Add 2 tablespoons oil to wok or skillet, allow to get hot and add tofu cubes, sliced red onion and garlic. Stir-fry until tofu is browned, 2 to 3 minutes.
Add noodles and tamarind sauce. Add sweet radish, if using. Stir-fry until noodles can be easily cut, 2 to 3 minutes. If sauce is sticking to pan, add water 2 tablespoons at a time and stir to loosen noodles and incorporate water into sauce.
Push mixture to one side of wok or pan. Add remaining 1/2 tablespoon oil to cleared side, if needed. Add eggs and let cook undisturbed until half-cooked. Mix together with other ingredients until scrambled.
Return shrimp and/or chicken to pan and stir to mix. Add sliced green onions, bean sprouts and peanuts.

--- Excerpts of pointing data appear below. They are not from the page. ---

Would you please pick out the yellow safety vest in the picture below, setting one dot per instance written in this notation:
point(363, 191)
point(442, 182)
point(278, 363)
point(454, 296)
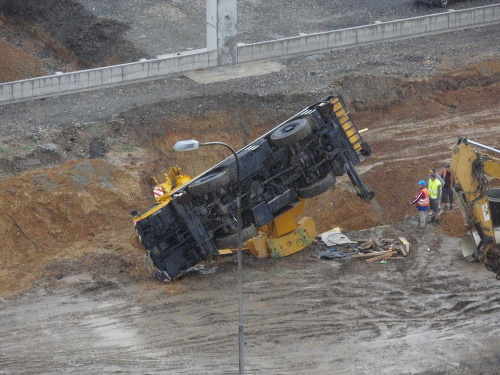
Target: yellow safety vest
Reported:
point(433, 188)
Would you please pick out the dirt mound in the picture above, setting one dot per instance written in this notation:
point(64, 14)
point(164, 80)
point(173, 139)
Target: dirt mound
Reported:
point(65, 30)
point(58, 215)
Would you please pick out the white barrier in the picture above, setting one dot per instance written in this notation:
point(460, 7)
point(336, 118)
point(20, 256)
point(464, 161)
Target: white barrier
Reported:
point(66, 83)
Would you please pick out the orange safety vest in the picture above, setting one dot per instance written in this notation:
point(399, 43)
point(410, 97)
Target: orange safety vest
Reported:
point(443, 175)
point(425, 200)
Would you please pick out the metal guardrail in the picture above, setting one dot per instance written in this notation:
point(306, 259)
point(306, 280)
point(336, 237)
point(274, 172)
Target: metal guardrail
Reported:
point(144, 70)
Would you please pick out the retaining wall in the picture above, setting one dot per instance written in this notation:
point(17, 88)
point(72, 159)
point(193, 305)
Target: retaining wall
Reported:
point(65, 83)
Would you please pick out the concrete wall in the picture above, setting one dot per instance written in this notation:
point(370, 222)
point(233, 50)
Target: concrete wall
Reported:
point(65, 83)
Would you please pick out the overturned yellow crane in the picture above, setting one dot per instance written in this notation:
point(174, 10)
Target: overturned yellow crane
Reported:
point(297, 160)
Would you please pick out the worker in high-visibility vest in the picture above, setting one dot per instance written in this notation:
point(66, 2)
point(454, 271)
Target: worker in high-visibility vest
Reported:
point(422, 202)
point(434, 188)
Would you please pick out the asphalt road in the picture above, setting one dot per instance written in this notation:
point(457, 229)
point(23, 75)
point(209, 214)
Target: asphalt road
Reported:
point(159, 27)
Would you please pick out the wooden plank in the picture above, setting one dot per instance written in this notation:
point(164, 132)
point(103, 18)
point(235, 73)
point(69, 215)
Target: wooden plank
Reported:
point(385, 256)
point(371, 255)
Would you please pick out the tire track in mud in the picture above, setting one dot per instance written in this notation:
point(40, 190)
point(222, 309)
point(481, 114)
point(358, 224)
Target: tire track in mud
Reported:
point(301, 315)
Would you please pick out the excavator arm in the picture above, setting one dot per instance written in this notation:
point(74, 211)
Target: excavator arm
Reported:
point(473, 171)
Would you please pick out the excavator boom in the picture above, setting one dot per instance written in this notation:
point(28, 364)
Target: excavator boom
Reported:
point(473, 171)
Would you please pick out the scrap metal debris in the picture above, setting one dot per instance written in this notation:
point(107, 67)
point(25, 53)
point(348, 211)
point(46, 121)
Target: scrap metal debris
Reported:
point(371, 249)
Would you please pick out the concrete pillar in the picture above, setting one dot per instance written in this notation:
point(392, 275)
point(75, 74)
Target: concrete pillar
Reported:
point(222, 19)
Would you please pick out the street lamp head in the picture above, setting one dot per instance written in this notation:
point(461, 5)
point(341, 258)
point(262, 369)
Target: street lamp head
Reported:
point(188, 145)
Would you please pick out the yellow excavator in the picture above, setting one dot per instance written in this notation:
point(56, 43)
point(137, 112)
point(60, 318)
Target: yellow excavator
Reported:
point(480, 204)
point(281, 237)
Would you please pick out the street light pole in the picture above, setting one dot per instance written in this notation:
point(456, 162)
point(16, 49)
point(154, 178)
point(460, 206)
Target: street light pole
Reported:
point(193, 145)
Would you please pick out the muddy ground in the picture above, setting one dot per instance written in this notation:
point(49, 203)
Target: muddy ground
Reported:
point(77, 296)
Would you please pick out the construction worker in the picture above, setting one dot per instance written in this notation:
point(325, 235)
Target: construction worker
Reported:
point(449, 182)
point(422, 202)
point(434, 189)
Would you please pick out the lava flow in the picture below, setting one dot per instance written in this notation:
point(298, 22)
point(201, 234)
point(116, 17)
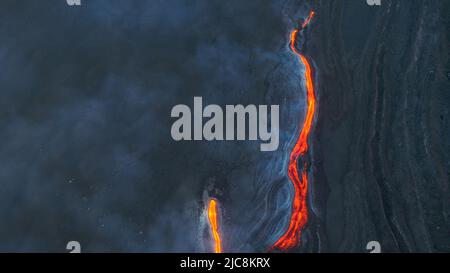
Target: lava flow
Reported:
point(299, 216)
point(214, 223)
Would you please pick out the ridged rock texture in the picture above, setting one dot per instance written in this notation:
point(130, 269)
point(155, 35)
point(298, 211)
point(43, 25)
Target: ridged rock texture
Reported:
point(381, 142)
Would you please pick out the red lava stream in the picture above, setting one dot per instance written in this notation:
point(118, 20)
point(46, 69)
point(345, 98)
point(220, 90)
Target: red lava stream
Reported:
point(299, 214)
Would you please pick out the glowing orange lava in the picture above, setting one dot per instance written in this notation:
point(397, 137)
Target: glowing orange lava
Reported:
point(213, 216)
point(299, 216)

Cook a few minutes, stirring.
>> To serve: Place lime wedges on serving plate. Surround plate with more chopped peanuts, bean sprouts and small piles of crushed pepper or cayenne pepper, if using. Serves 2.
>> Notes: Tamarind paste is available at Asian markets. You can also find tamarind pulp (sometimes frozen), powdered tamarind soup base (reconstitute it for this recipe) and whole dried tamarind, still in the pods (pulp can be scraped from pods). Sweet radish may also be found in Asian markets.
Approximate nutritional information, per serving: 1,259 calories, 54 g total fat, 8 g saturated fat, 277 g cholesterol, 105 g protein, 85 g carbohydrate, 17 g sugar, 15 g fiber, 1,752 g sodium, 741 g calcium.